Annie Ernaux a passé son enfance et sa jeunesse à Yvetot, en Normandie. Agrégée de lettres modernes, elle a été professeure au Centre national d’enseignement à distance. Elle vit dans le Val-d’Oise, à Cergy. Son œuvre littéraire, pour l’essentiel autobiographique, entretient des liens étroits avec la sociologie. Depuis la parution des Armoires vides (1974), elle a construit une œuvre de l’intime et de l’universel mêlés, une écriture de soi « porteuse de la vie des autres », comme elle l’écrit dans Journal du dehors (1993). Son œuvre « n’est pas une biographie, ni un roman naturellement, peut-être quelque chose entre la littérature, la sociologie et l’histoire », comme elle l’écrit dans Une femme (1987). Son objectif est d’atteindre le réel, “d’écrire la vie”.

Le récit

L’événement (2000) est un court récit d’Annie Ernaux publié à l’âge de soixante ans qui retrace environ trois mois de sa vie en 1963, alors qu’elle a vingt-trois ans et vit dans une résidence étudiante à Rouen. Comme de nombreux étudiants, elle a déjà eu quelques expériences sexuelles, dont une avec un étudiant bordelais. Rapidement, après une visite médicale, elle apprend qu’elle est enceinte. L’avortement est illégal en France à cette époque, et elle a peu d’options. Briser sa vie en poursuivant la grossesse ? Avorter elle-même au péril de sa vie ? Faire appel à une faiseuse d’anges ? Aucun médecin ne peut légalement mettre fin à cette grossesse, mais elle parvient cependant à trouver une femme qui le fera sur les recommandations d’une amie, malgré les dangers.

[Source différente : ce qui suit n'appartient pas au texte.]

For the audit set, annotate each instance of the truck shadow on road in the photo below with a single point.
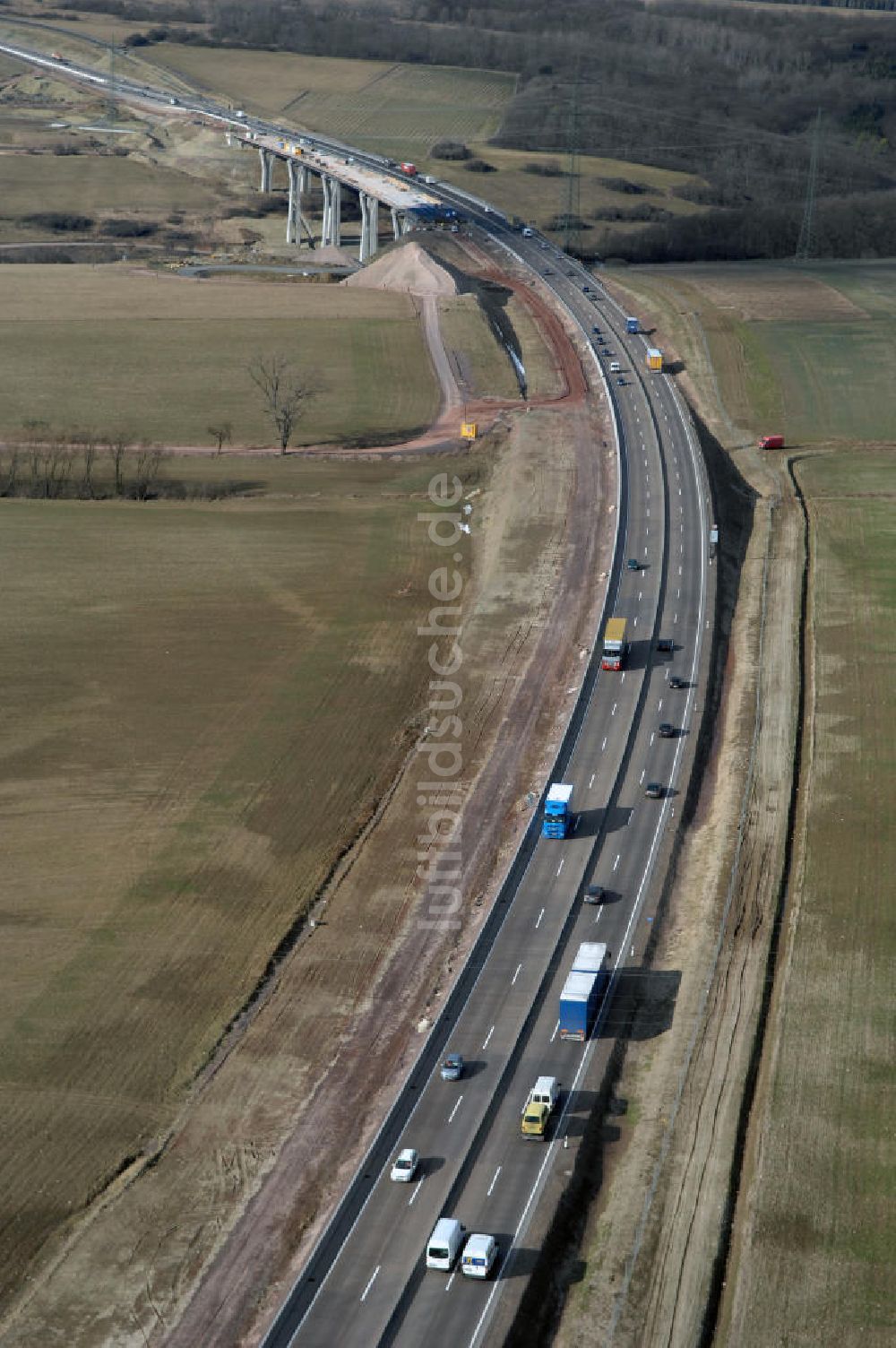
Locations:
(643, 1005)
(591, 821)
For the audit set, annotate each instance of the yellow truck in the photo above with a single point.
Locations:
(539, 1107)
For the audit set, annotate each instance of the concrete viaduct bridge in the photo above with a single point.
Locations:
(374, 187)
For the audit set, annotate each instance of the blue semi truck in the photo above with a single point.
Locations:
(558, 817)
(582, 991)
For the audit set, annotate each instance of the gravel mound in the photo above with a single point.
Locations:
(407, 267)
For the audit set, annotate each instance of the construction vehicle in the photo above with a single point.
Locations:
(538, 1109)
(558, 818)
(615, 644)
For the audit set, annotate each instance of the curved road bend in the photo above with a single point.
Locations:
(475, 1163)
(366, 1281)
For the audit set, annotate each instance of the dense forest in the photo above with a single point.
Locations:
(735, 93)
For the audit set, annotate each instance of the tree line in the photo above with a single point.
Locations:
(728, 92)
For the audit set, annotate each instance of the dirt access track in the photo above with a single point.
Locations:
(197, 1240)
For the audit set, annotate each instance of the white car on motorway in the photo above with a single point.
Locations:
(404, 1166)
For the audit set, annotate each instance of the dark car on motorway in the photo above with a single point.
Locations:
(452, 1067)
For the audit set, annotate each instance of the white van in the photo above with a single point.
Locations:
(478, 1257)
(444, 1244)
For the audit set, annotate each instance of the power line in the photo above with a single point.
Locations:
(806, 241)
(572, 230)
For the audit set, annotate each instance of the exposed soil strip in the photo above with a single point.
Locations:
(721, 1262)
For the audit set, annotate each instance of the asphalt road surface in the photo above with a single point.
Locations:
(366, 1283)
(476, 1166)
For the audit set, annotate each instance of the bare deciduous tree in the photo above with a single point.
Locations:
(86, 443)
(221, 435)
(117, 446)
(10, 471)
(282, 393)
(147, 464)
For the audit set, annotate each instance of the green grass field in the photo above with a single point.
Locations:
(809, 350)
(166, 358)
(99, 186)
(539, 198)
(366, 103)
(201, 705)
(821, 1260)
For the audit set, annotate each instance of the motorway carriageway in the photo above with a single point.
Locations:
(476, 1166)
(366, 1283)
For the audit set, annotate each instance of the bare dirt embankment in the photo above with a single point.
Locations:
(660, 1220)
(198, 1246)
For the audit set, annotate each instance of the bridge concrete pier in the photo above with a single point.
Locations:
(369, 225)
(267, 165)
(332, 228)
(294, 209)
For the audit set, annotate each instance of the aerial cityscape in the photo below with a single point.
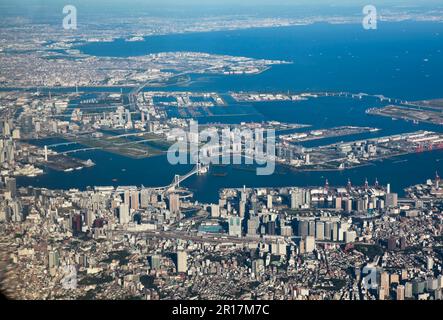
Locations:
(172, 151)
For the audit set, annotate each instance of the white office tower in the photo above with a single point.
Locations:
(215, 211)
(182, 261)
(350, 236)
(309, 244)
(235, 226)
(124, 216)
(269, 201)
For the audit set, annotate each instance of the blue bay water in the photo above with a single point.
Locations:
(402, 60)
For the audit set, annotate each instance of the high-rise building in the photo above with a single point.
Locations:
(302, 228)
(408, 290)
(242, 208)
(253, 224)
(309, 243)
(174, 203)
(269, 204)
(311, 228)
(135, 200)
(144, 198)
(235, 226)
(54, 259)
(154, 261)
(124, 216)
(258, 266)
(320, 230)
(400, 292)
(350, 236)
(391, 200)
(215, 211)
(11, 186)
(182, 261)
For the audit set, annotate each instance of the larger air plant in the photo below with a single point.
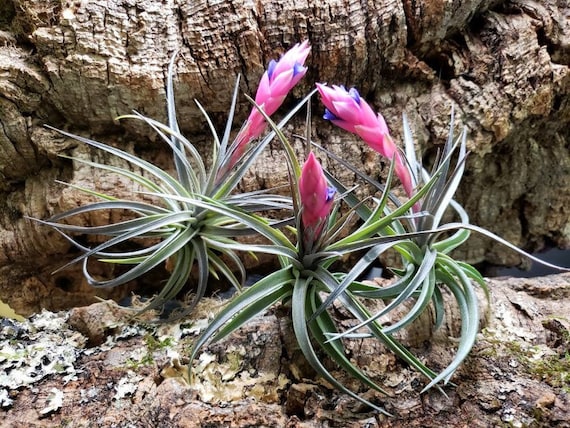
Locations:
(306, 276)
(196, 213)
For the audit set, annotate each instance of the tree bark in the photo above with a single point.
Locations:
(502, 65)
(91, 367)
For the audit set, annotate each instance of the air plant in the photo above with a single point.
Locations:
(197, 213)
(427, 263)
(305, 276)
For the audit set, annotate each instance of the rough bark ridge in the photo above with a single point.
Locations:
(503, 66)
(116, 374)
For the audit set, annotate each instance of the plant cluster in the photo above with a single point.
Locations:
(198, 217)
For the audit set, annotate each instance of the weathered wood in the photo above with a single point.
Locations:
(503, 66)
(135, 375)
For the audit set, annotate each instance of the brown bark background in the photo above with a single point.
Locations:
(503, 66)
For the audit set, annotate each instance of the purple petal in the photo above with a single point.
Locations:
(355, 95)
(271, 68)
(298, 68)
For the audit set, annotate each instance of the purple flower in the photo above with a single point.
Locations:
(348, 111)
(316, 197)
(281, 76)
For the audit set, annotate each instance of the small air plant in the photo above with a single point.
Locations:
(305, 276)
(198, 213)
(427, 265)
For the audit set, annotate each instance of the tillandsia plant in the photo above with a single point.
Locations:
(306, 276)
(196, 213)
(427, 265)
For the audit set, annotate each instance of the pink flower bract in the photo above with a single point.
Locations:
(348, 111)
(316, 197)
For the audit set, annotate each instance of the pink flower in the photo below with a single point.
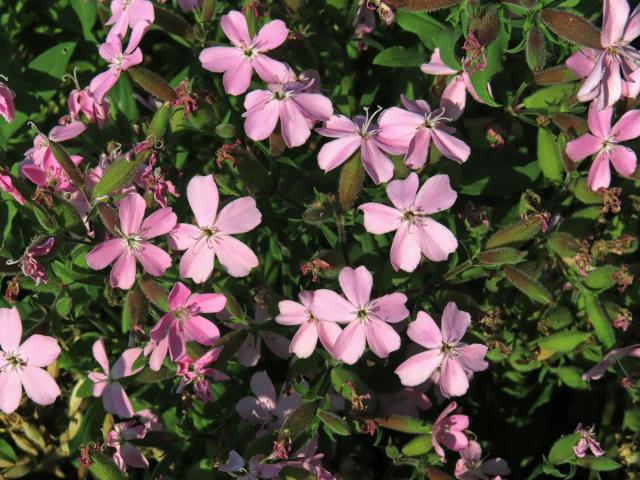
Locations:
(454, 97)
(445, 351)
(23, 365)
(416, 233)
(587, 442)
(105, 383)
(247, 54)
(211, 235)
(133, 244)
(292, 104)
(7, 107)
(126, 454)
(611, 71)
(598, 370)
(471, 466)
(6, 185)
(255, 470)
(249, 351)
(266, 408)
(197, 374)
(604, 143)
(80, 101)
(353, 135)
(311, 329)
(118, 60)
(416, 127)
(449, 431)
(128, 13)
(184, 323)
(368, 320)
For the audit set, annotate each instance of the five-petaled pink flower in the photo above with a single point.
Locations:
(266, 408)
(7, 107)
(211, 235)
(23, 365)
(291, 103)
(247, 54)
(454, 97)
(416, 127)
(362, 134)
(133, 243)
(446, 355)
(105, 383)
(611, 72)
(471, 465)
(448, 430)
(127, 14)
(127, 454)
(604, 143)
(416, 233)
(119, 61)
(183, 323)
(311, 329)
(368, 320)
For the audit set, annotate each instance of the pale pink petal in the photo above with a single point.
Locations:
(123, 273)
(624, 160)
(39, 350)
(382, 338)
(160, 222)
(221, 59)
(154, 260)
(628, 127)
(454, 323)
(234, 26)
(472, 357)
(599, 173)
(583, 146)
(356, 285)
(614, 18)
(380, 219)
(436, 195)
(450, 146)
(453, 380)
(335, 153)
(178, 296)
(270, 70)
(351, 343)
(197, 262)
(376, 163)
(239, 216)
(131, 212)
(202, 194)
(304, 341)
(10, 391)
(260, 123)
(235, 256)
(183, 236)
(10, 329)
(328, 306)
(39, 385)
(436, 240)
(418, 368)
(402, 193)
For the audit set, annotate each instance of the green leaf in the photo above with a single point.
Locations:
(562, 449)
(104, 468)
(399, 57)
(549, 155)
(563, 342)
(600, 321)
(527, 285)
(422, 24)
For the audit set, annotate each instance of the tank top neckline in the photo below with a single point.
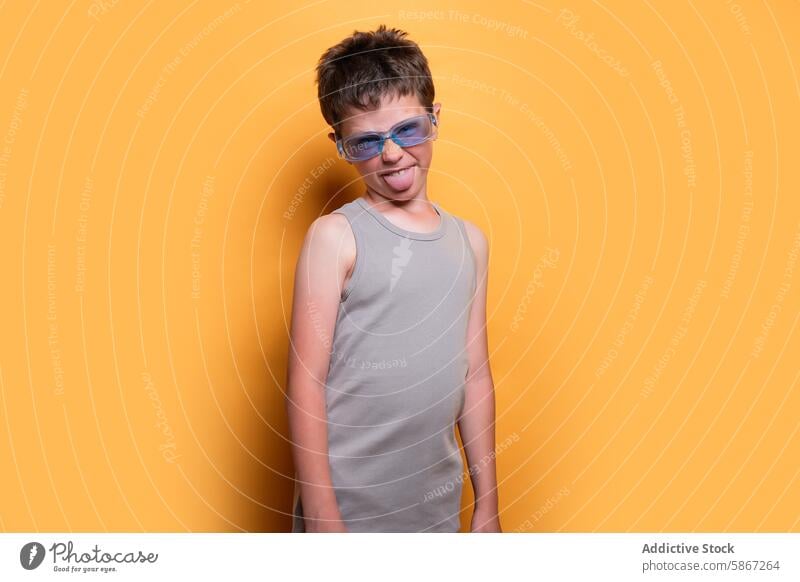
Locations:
(431, 235)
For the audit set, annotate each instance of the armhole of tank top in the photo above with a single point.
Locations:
(471, 254)
(359, 260)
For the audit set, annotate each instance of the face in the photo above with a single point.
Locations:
(375, 171)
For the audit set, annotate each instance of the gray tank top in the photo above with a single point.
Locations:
(395, 384)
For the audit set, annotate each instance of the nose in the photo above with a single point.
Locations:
(391, 151)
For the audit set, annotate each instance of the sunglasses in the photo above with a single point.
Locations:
(409, 132)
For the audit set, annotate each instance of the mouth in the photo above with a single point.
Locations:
(400, 179)
(396, 172)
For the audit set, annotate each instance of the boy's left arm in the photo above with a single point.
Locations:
(476, 423)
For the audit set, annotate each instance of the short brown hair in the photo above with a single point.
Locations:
(361, 69)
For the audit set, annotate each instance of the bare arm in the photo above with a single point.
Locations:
(476, 424)
(321, 270)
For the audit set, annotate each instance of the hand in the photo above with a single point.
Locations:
(485, 520)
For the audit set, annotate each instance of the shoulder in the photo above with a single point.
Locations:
(330, 240)
(329, 227)
(477, 239)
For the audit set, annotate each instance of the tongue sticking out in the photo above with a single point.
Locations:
(401, 181)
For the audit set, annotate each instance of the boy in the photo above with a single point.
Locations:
(388, 336)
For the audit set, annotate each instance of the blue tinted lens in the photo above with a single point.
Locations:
(410, 132)
(362, 147)
(414, 131)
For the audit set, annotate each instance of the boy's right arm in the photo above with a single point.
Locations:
(321, 269)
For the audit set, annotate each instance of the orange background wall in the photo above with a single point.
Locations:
(634, 164)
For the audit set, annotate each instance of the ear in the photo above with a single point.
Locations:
(437, 110)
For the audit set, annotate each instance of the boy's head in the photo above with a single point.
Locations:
(376, 82)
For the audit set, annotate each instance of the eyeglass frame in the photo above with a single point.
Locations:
(384, 135)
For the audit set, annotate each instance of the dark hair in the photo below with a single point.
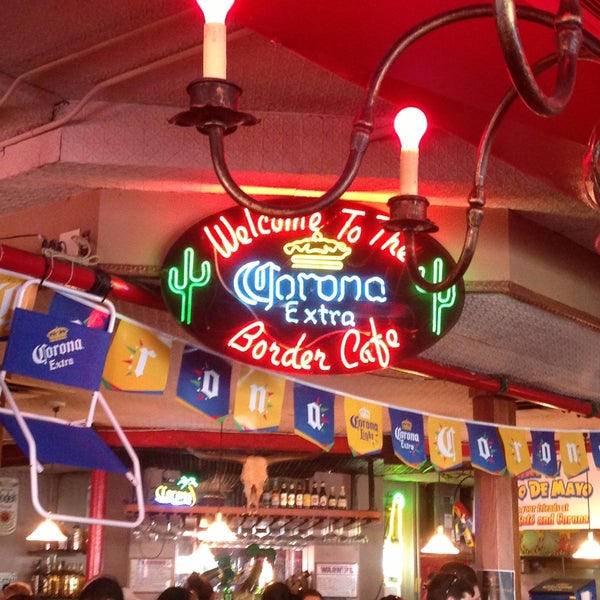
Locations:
(175, 592)
(309, 592)
(200, 585)
(461, 569)
(443, 585)
(277, 591)
(102, 588)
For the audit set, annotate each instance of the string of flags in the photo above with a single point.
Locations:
(55, 346)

Les motivations à l’origine de l’écriture de L’événement

Annie Ernaux précise dans le livre et dans ses interviews que la nécessité d’écrire sur cet épisode de sa vie ne s’est pas imposée à elle à cause d’un sentiment persistant de honte ou de regret ; tout au contraire, elle a toujours vu dans l’avortement le bon choix pour elle à l’époque. Elle explique même que c’est l’avortement qui a renforcé son désir de maternité, et elle a d’ailleurs eu deux enfants plus tard lorsqu’elle s’est mariée. « Je sais aujourd’hui qu’il me fallait cette épreuve et ce sacrifice pour désirer avoir des enfants. Pour accepter cette violence de la reproduction dans mon corps et devenir à mon tour lieu de passage et de générations. »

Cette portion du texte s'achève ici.